Spooning her soup, Barbara sipped at the delicately flavored pumpkin bisque. It was quite good, as were the saddle of beef and pork tenderloins in wild mushroom gravy that followed. She reserved judgment on the squash soufflé, but decided she’d never tasted a more delicious syllabub. Rich with raisins, nuts and cinnamon, the pudding-like dessert swam in a puddle of sweet, thick cream.

After dinner, the family repaired to the parlor where Urice gave an astonishing performance on the piano. Her nimble fingers flew through selections from Mozart, Handel and an Italian composer Barbara had never heard of before switching to lively country airs. When the tinkling notes of “Green-sleeves” faded, the girl slowed the pace and began a piece with an odd rhythm. Every third or fourth beat she stuck a chord at the lower end of the keyboard, almost like a drumbeat. In between, the notes trilled swift and sweet, like a lark on the wing.

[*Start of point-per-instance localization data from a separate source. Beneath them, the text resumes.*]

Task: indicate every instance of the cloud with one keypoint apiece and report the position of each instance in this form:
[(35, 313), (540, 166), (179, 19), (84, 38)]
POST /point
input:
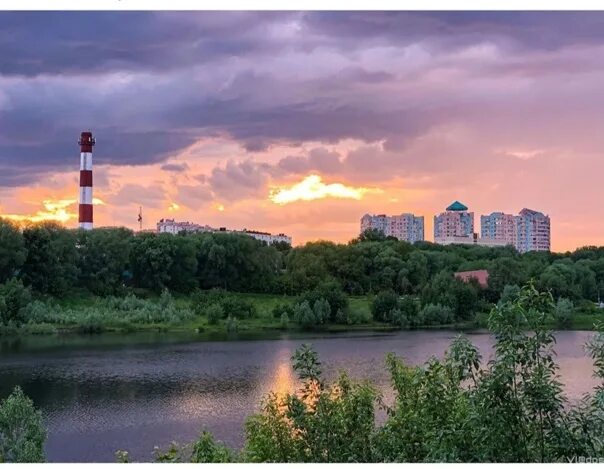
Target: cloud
[(239, 179), (175, 167), (313, 188), (63, 210)]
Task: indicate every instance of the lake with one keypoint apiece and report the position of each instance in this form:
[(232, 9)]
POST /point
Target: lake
[(101, 393)]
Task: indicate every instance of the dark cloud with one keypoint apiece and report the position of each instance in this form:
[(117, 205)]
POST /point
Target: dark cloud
[(149, 196), (239, 180), (150, 84)]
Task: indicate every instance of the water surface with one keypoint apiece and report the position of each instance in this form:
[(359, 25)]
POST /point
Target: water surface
[(108, 392)]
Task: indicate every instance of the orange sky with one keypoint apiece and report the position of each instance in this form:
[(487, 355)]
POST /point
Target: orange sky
[(301, 122), (314, 205)]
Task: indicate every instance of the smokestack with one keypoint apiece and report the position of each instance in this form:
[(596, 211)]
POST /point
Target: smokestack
[(86, 143)]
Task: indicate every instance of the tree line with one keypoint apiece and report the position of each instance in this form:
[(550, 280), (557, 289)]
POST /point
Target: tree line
[(52, 260)]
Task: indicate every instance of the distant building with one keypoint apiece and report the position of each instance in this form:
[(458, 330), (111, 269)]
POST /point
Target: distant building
[(481, 276), (499, 226), (527, 231), (267, 237), (168, 225), (173, 227), (474, 240), (405, 227), (454, 222), (533, 231)]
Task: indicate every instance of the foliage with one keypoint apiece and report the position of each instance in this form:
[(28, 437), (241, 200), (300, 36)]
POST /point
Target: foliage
[(432, 315), (14, 298), (214, 313), (12, 250), (51, 262), (383, 305), (22, 433), (564, 313)]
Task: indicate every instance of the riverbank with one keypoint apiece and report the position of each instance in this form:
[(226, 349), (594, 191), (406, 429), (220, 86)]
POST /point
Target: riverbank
[(72, 315)]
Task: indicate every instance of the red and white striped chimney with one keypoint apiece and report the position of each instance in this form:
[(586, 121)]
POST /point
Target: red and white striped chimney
[(86, 143)]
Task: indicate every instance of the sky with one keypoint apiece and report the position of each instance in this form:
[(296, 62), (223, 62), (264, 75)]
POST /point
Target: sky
[(301, 122)]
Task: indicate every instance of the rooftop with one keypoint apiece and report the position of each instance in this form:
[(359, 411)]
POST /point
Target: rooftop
[(456, 207)]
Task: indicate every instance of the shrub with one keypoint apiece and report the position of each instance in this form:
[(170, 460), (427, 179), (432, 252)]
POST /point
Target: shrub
[(282, 308), (383, 304), (304, 315), (322, 311), (214, 313), (564, 313), (284, 321), (232, 325), (22, 433), (330, 292), (399, 319), (14, 298), (207, 450), (433, 315), (238, 307)]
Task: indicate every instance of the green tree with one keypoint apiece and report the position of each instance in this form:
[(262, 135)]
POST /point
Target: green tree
[(51, 262), (22, 433), (103, 258), (564, 313), (14, 298), (12, 250)]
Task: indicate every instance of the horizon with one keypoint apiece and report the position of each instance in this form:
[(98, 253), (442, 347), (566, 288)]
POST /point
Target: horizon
[(302, 122)]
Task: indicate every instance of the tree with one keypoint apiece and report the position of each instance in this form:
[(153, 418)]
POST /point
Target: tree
[(22, 433), (12, 250), (14, 298), (104, 255), (319, 423), (51, 262), (383, 305), (564, 313)]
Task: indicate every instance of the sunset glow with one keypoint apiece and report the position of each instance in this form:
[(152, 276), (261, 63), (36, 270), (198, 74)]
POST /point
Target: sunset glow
[(313, 188), (61, 211), (306, 132)]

“What an unusual piece,” Barbara commented when she finished.

“Do you like it?”

“Very much.”

Pleasure stained the girl’s cheeks. “It’s my own
composition. I based it on one of the songs my mother’s mother taught her. The Osage are quite noted for their musical ability, you know.”

“No, I didn’t. I must confess I’ve not met anyone of Osage descent before.”

Truth be told, she found the girl’s pride in her mixed heritage somewhat surprising. The Americans she’d met so far had displayed a wide range of attitudes toward the native population, but here in Indian Country the mix of cultures and bloodlines appeared to occasion little concern or comment.